Since late 2021, Europe has been gripped by its worst-ever outbreak of bird flu, while North and South America have also experienced severe outbreaks.
This has led to the culling of tens of millions of poultry worldwide, many with the H5N1 strain of the virus, which first emerged in 1996.
"Avian influenza viruses normally spread among birds, but the increasing number of H5N1 avian influenza detections among mammals - which are biologically closer to humans than birds are - raises concern that the virus might adapt to infect humans more easily," the WHO said in a statement.
"In addition, some mammals may act as mixing vessels for influenza viruses, leading to the emergence of new viruses that could be more harmful to animals and humans."
The current bird flu outbreaks have caused "devastation" in animals, the UN health agency said, including poultry and wild birds, along with some mammals, and had harmed farmers' livelihoods and the food trade.
"Although largely affecting animals, these outbreaks pose ongoing risks to humans," it said.
The WHO, along with the UN's Food and Agriculture Organization (FAO) and the World Organisation for Animal Health (WOAH), urged countries to work together to save animals and protect people.

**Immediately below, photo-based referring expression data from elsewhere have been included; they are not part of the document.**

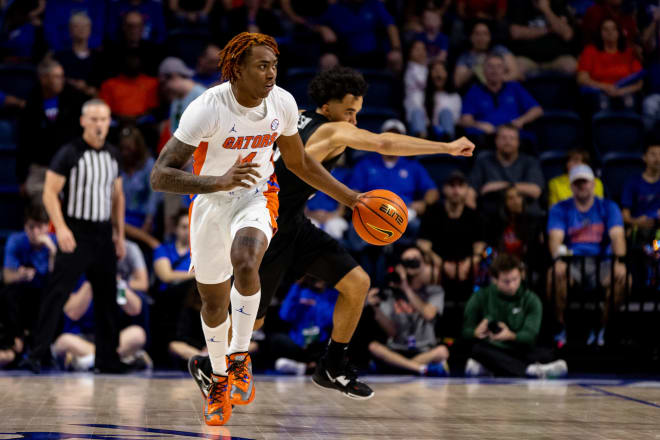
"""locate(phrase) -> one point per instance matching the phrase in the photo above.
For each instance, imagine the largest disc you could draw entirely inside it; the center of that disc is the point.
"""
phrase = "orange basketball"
(380, 217)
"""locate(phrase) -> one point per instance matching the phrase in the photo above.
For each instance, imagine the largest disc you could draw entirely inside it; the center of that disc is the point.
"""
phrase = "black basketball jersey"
(294, 192)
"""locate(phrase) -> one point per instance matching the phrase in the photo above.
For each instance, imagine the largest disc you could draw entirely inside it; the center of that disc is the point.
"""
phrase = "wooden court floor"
(168, 406)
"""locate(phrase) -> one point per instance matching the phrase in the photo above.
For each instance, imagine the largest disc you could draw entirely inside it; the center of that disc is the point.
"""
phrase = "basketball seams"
(396, 204)
(385, 219)
(366, 228)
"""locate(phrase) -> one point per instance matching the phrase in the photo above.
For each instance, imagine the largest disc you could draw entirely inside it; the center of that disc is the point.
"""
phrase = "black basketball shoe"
(200, 369)
(344, 379)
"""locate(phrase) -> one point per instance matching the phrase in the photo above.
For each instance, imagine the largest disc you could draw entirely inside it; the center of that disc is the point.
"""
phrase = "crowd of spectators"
(452, 68)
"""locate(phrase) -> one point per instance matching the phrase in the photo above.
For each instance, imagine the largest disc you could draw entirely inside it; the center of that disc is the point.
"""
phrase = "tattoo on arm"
(167, 175)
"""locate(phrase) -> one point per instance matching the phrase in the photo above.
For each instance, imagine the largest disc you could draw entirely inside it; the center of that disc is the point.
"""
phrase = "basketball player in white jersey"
(230, 131)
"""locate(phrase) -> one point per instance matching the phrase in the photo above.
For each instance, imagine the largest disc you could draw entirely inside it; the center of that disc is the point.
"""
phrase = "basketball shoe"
(217, 410)
(239, 369)
(344, 379)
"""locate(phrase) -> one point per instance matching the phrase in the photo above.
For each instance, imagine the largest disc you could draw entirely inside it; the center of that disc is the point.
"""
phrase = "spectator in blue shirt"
(29, 259)
(590, 227)
(356, 25)
(308, 308)
(57, 16)
(486, 106)
(641, 196)
(152, 14)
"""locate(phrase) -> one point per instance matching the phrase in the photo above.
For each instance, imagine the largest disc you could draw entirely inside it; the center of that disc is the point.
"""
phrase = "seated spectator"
(207, 72)
(503, 321)
(179, 88)
(355, 25)
(29, 260)
(57, 16)
(191, 13)
(589, 227)
(640, 200)
(605, 64)
(131, 39)
(443, 105)
(541, 34)
(76, 343)
(21, 33)
(141, 200)
(515, 232)
(131, 95)
(613, 10)
(559, 187)
(152, 16)
(308, 309)
(50, 119)
(437, 43)
(407, 310)
(81, 64)
(494, 173)
(497, 102)
(453, 231)
(470, 65)
(414, 80)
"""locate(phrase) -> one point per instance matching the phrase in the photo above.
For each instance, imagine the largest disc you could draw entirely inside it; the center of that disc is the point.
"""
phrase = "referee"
(84, 199)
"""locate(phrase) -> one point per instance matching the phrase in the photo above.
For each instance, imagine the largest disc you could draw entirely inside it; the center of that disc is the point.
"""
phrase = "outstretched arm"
(331, 137)
(312, 172)
(167, 175)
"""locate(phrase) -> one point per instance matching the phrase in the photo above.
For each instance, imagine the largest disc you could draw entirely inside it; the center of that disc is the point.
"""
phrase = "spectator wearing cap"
(453, 231)
(486, 106)
(591, 228)
(177, 84)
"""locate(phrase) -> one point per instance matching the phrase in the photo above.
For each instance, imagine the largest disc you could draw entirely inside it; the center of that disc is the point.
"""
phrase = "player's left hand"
(460, 147)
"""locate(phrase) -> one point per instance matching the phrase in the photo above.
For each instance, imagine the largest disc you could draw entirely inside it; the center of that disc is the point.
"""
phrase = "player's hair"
(505, 263)
(35, 211)
(234, 52)
(336, 83)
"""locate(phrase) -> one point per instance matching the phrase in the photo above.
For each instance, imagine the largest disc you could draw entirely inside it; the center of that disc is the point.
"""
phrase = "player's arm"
(335, 135)
(312, 172)
(167, 175)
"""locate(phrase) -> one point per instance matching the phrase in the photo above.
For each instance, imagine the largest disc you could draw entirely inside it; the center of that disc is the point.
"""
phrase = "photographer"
(406, 310)
(503, 320)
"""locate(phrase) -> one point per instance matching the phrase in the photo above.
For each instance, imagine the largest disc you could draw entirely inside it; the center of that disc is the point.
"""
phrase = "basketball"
(380, 217)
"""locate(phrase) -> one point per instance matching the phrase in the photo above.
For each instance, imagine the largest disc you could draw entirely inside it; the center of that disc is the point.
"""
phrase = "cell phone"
(494, 327)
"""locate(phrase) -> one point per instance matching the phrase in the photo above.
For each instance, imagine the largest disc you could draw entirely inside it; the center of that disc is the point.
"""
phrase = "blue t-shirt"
(641, 197)
(585, 231)
(509, 103)
(19, 252)
(408, 179)
(357, 25)
(309, 313)
(178, 262)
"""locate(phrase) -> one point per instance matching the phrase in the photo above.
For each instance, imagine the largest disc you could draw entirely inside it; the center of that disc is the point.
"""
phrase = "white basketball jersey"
(223, 130)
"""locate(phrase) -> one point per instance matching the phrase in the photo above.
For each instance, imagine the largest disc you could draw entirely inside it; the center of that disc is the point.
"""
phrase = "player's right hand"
(65, 240)
(239, 175)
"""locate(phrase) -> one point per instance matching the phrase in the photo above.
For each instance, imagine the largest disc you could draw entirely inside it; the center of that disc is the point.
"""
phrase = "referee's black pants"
(95, 257)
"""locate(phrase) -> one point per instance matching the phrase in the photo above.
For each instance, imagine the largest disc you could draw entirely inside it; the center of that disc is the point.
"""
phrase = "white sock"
(243, 314)
(216, 343)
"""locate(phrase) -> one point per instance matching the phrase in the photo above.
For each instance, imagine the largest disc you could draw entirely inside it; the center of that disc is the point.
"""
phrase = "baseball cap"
(581, 172)
(393, 124)
(173, 65)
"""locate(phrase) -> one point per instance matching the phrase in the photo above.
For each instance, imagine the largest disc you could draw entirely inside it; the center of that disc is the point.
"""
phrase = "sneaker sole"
(330, 386)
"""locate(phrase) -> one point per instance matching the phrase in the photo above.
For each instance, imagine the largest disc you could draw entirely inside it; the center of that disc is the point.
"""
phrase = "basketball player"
(301, 248)
(230, 130)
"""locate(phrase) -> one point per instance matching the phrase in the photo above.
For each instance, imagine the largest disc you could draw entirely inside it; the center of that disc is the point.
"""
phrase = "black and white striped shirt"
(90, 175)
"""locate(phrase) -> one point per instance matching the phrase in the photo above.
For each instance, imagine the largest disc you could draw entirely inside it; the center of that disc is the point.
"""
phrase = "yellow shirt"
(559, 188)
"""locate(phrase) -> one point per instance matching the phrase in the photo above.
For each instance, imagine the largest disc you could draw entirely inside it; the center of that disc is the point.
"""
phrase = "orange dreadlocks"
(234, 52)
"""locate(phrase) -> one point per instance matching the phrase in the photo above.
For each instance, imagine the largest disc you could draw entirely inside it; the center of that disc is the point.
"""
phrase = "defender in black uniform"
(301, 248)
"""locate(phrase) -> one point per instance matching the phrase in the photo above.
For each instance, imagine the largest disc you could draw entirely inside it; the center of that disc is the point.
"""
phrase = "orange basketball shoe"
(217, 410)
(239, 369)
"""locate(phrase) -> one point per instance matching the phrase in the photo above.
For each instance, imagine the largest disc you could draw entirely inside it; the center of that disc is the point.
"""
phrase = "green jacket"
(521, 312)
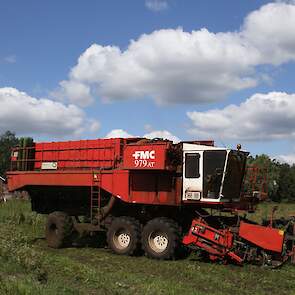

"There is a recent paradigm change in the ecology and epidemiology of avian influenza which has heightened global concern as the disease spread to new geographical regions and caused unusual wild bird die-offs, and alarming rise in mammalian cases," said WOAH science chief Gregorio Torres.
Human bird flu cases are usually the result of direct or indirect exposure to infected live or dead poultry or contaminated environments.
"The virus does not appear to be able to transmit from one person to another easily, but vigilance is needed to identify any evolution in the virus that can change that," said the WHO's pandemic preparedness chief Sylvie Briand.
Experts were looking for changes that could be more dangerous to humans, and urged countries to boost their monitoring capabilities, she added.
"This is especially important as the virus is now affecting countries with limited prior experience in avian-flu surveillance," Briand said.